HISTORIA NA FOTOGRAFII | Środa, 8 lipca 2015 (17:07)
W dwudziestoleciu międzywojennym wydarzenia, które zachodziły w państwie niemieckim, często odczuwane były przez mieszkańców Dolnego Śląska mocniej niż w innych częściach Niemiec.
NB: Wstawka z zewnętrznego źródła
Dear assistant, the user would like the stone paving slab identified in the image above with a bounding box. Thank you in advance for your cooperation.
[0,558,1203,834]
Na tym burzliwym tle rozwijał się jednak stale nurt promujący dolnośląską idyllę. Więcej: "Przedwojenny Wrocław i Dolny Śląsk"
1 / 7
Hala Stulecia i tereny wystawowe na terenie Parku Szczytnickiego, lata 1935–1937. Halę oddano do użytku w setną rocznicę wydania przez króla Prus Fryderyka Wilhelma III w 1813 r. odezwy Do mojego ludu, w której nawoływał do walki z Napoleonem. Z tej okazji zaplanowano Wystawę Stulecia, która miała pokazać historię i dorobek Śląska. W konkursie na zagospodarowanie terenu zwyciężył kontrowersyjny i drogi w realizacji projekt miejskiego architekta Maxa Berga. Żelbetowe przekrycie budowli w formie kopuły miało wówczas największą na świecie rozpiętość. Zagospodarowane tereny wystawowe z ogromną pergolą wokół stawu i Pawilonem Czterech Kopuł służyły kolejnym wystawom przez cały okres międzywojenny, a także powojenny. Tu obył się m.in. w 1948 r. Światowy Kongres Intelektualistów.